第四百七十話 三姉妹の絆編 その十八


 一文無しの美咲とその場で別れ、あとは買い物を楽しみ。

 午後四時を迎える。

 

「色々買ったな……」

 

 心美がどれだけ一緒にいるかは分からないが、一応心美用の生活用品等も購入し、家路についた。

 

「今日は楽しかったです!」

「それは良かった」

 

 美咲が来なければ充実したと言えなくもない。

 

「ふっ、帰還が完了したらまた勝負しようぞ。心美」

「勝負ですか? 今度は何を?」

「吾の反応速度を上回る貴様に、スマ〇ラ勝負を挑もう」

「〇まぶら?」

 

 これは……勝てるのか?

 

「心美」

「なんですか?」

「それはお前勝てるかどうか分からないぞ」

「ふっ、今回は勝ち負けは良いだろう。何も賭けん。
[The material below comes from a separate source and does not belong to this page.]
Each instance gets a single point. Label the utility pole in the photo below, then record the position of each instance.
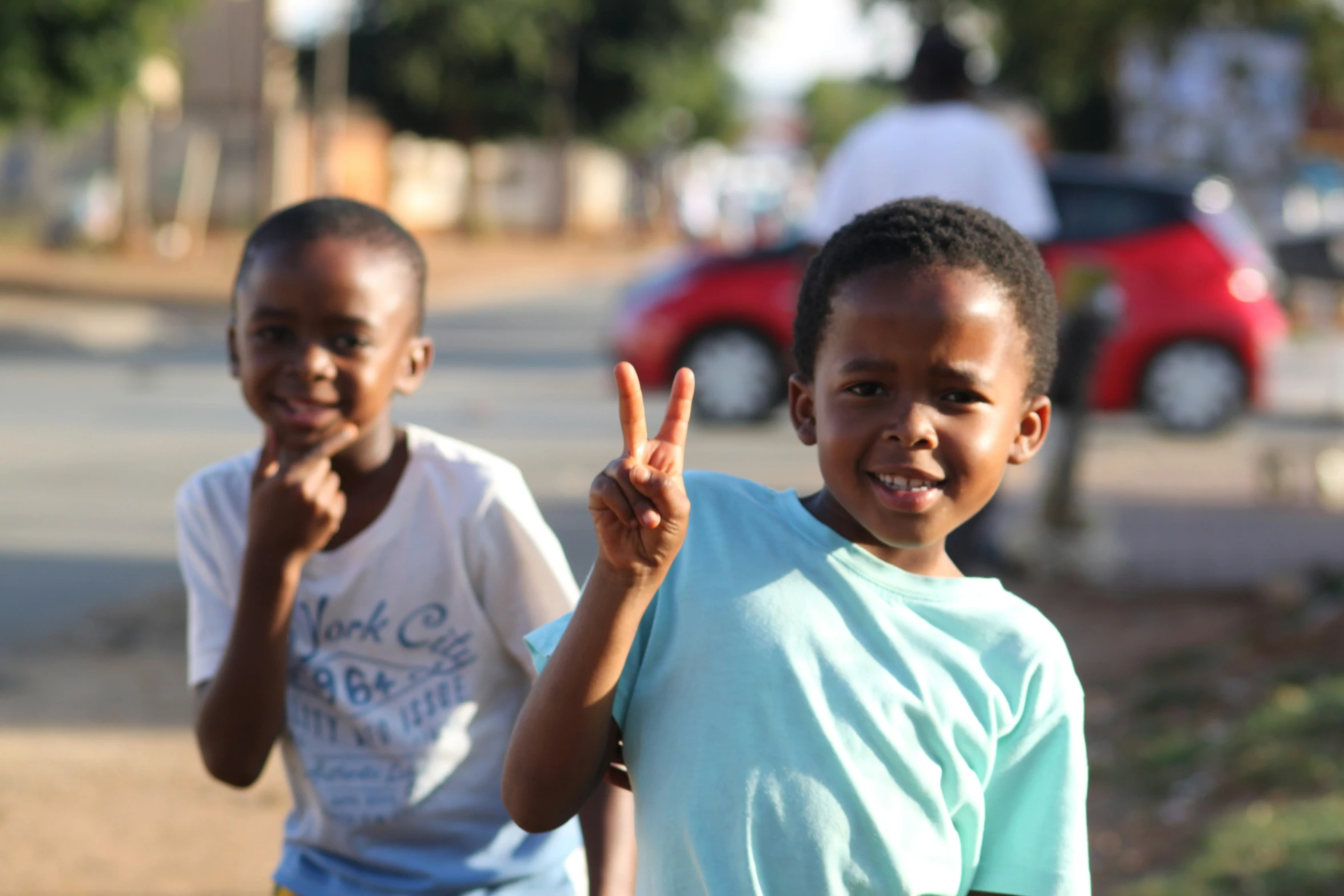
(279, 98)
(331, 85)
(558, 122)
純粋に貴様の成長を楽しみたい」

 

 ア〇ーボなの? 心美は。

 

「育てるとドンドン強くなりおるからそうかも知れんぞ」

「いえ私はそんなに……」

「謙遜する事はない。ゲーマー界屈指の強者たる吾が認めたのだ。もっと誇りを持ちたまえ」

「わ、分かりました!」

 

 私と友達になると言ったけど、江代の方がこいつと仲良さそうなのなんなんだろうな。

 ゲームの天才同士だからか?

 心美自身に自覚は無さそうだけど。

 

「初さんも一緒にやりますか?」

「ゑ?」

「どうしました?」

 

 あーこいつ自覚ないわ。

 私がお前らと戦ったら恥かくくらいしか出来ねえ事に気付いてねえ。

 

「お前らの次元についてけねえからパスしても良いか?」

「何言ってるんですか! 友達と遊ぶのに勝ち負けなんて気にする必要ありませんよ!」

 

 遊びというか私に言わせればリンチだぞ。

 

「ふっ、貧乳の銃士は所詮一般兵にも満たない実力……。吾が相手するまでもない」

 

 逆だぞ。逆にお前らが将軍とか皇帝並みに強いんだぞ。

 

「言い訳か?」

「言い訳したくもなるわ!」

 

 どんだけ負けたと思ってんだ……。

 

「吾にとって貴様との勝負はパンを食うのと同じだからな」

 

 骨がねえと思われても仕方ねえから何も言えねえよ。

 

※※※

 

 時間は飛び、その日の夜。

 夕飯を食べ、数回スマ〇ラをし、夜十二時。

 既に江代は眠りにつき、私も寝かけていたのだが。

 

「……」

 

 心美がまだ寝ていない。

 どこか遠くを見るような表情で、外を見ていた。

 

「何か思い出せたか?」

「……! 初さんですか……」

 

 少し驚かせたらしい。

 

「思い出せてはないです。私にはそれより、今初さんと共にある自分が好きですから」

「そうか」

「だからこそ、少し今日の事を思い出して思ったんです。私は初さんの悩みを助ける為に、友達になったのに、まだ何も力になれてない」

「……」

「寧ろ、私以外といる時の方が楽しそうに見えるんです」

「……はあ」

「初さん?」

「やっぱり、そう見えちまうんだなってさ」

 

 変だ。

 相変わらずこいつは変な奴だ。

 

「お前ってホントに感性が変だよな。アレが楽しそうに見えるとか」

「そうです?」

「おう。お前以外の奴なら、あんな関係性に自分がいたら絶対嫌な気分になるし、見ていて楽しそうとは思えないぞ」

「……」

「まあそれはそれとして、まだ力になるとか……そういうのは良いぞ? まだお前は私に迷惑を掛ける側だけど、お前はあいつらと違って、貰ったものをちゃんと返そうと考えてる」

「初さん……」

「今はまだそれで良い。一応……期待しておくからな。一応な。おやすみ」

 

 私はそれだけ告げて布団にもぐる。

 

「頑張らないと」

 

 そう告げる心美の声が聞こえた後、初も眠りについた。